K-meleon's philosophy seems be "if a feature doesn't help display Web pages, leave it out". That is on balance a wise decision, as the following analysis of K-meleon 0.6 will reveal.

Advantages

  • CSS support without Javascript. This was what made me give K-meleon a try; unlike Netscape and Internet Explorer, K-meleon renders CSS when Javascript is disabled. This makes it appealing as a testbed for CSS experimentation.

  • Simplicity. K-meleon is a Web browser and nothing more. It's not an HTML editor or mail client, doesn't browse Usenet news, or allow the user to send instant messages. Unlike recent bloated browsers, K-meleon has no Shop button. It doesn't try to be a portal. All it does is retrieve and display Web pages.

  • Customizable interface. K-meleon's interface is simple to begin with, and modifying it isn't difficult. Its menus and accelerator keys can be changed easily by modifying text files, available via Edit/Preferences. The main menu, toolbar, and URL bar can be dragged to new positions.

Problems

  • Poor bookmark management. K-meleon can import Netscape bookmarks or IE favorites, but that's about it. Bookmarks can be added, organized, and removed, but these features are rudimentary. In particular, K-meleon's bookmark editor doesn't allow for the creation of folders or separators. Changes to bookmarks sometimes are not reflected in the Bookmark menu until after the program is restarted. Even worse, sometimes changes to bookmarks are silently ignored.

    Note: I had to manually add the shared library msvcp60.dll to my OS directory for bookmarks to work at all.

  • Flakiness finding Web pages. K-meleon still has some bugs in its handling of URLs and the cache. Sometimes it reports that it cannot find pages that other browsers handle correctly. (I've experienced this problem with Google.) This problem is acute with URLs for CGI scripts; whether a given CGI script will be invoked is a crap shoot.

  • Cache confusion. It's not unknown for K-meleon to respond to a URL with a completely different page. The page that is returned will be one from the cache. At this point K-meleon is so confused that clearing the memory and disk caches doesn't work; the only way to load the page you want is to restart the program.
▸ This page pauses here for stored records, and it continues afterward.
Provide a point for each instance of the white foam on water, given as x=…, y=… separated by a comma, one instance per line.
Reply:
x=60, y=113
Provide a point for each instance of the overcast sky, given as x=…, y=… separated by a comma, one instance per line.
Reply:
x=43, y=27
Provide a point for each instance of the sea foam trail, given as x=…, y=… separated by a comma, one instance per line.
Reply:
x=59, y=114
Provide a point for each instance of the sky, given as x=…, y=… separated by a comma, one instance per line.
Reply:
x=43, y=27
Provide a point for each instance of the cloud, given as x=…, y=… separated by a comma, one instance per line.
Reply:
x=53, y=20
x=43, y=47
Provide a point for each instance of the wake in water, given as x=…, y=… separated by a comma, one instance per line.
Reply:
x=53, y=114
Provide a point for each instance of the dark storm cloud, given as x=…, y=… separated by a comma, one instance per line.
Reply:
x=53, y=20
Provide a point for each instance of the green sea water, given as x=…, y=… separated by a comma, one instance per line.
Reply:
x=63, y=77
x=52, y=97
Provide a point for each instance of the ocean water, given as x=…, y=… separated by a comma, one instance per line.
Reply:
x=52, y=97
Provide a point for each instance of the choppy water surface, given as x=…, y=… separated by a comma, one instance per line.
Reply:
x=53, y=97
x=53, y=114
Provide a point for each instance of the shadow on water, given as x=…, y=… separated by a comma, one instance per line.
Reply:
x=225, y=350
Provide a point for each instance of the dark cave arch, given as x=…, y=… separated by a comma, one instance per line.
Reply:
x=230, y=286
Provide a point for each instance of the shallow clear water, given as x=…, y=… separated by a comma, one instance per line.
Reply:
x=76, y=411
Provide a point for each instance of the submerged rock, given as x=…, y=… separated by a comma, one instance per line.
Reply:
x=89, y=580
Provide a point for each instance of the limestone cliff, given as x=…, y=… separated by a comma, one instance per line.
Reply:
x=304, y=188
    It appears that the problem is that K-meleon is sending a page request to the last domain visited, not the domain specified in the URL.

  • Incomplete CSS implementation. For example, in a page with an element with fixed position, links from that element to a named anchor on the same page do not work. (Here's a demonstration of this problem.)

    The source of this problem is the underlying Gecko rendering engine, not the K-meleon team.

  • Many standard features are incomplete or not implemented. The list of things K-meleon doesn't do is long. You can't set default colors or type size via Edit/Preferences , which makes this browser a poor choice for people with poor sight. Visited links aren't distinguished from unvisited links (unless you hack K-meleon manually). I don't purchase things on the Web, so I can't say whether K-meleon 0.6 includes site certificates, though I suspect it does not. If you like complete control over your browser, this version of K-meleon might not be for you.

    Actually, some settings such as fonts & colors can be changed by manually mucking about with configuration files, but they should be configurable through the program.

Conclusion

Despite its disadvantages, I quite like K-meleon. When the bookmark management is improved and the cache/URL bugs are fixed, K-meleon will become my primary browser. I already use it about half the time; I'm looking forward to the day when I can uninstall my current browser, Netscape 3.04.

Kudos to the K-meleon team for taking the road less traveled: creating good, simple software.

Postscript

Later versions of K-meleon have shown significant improvement. In 2002, version 0.7 became my primary Web browser.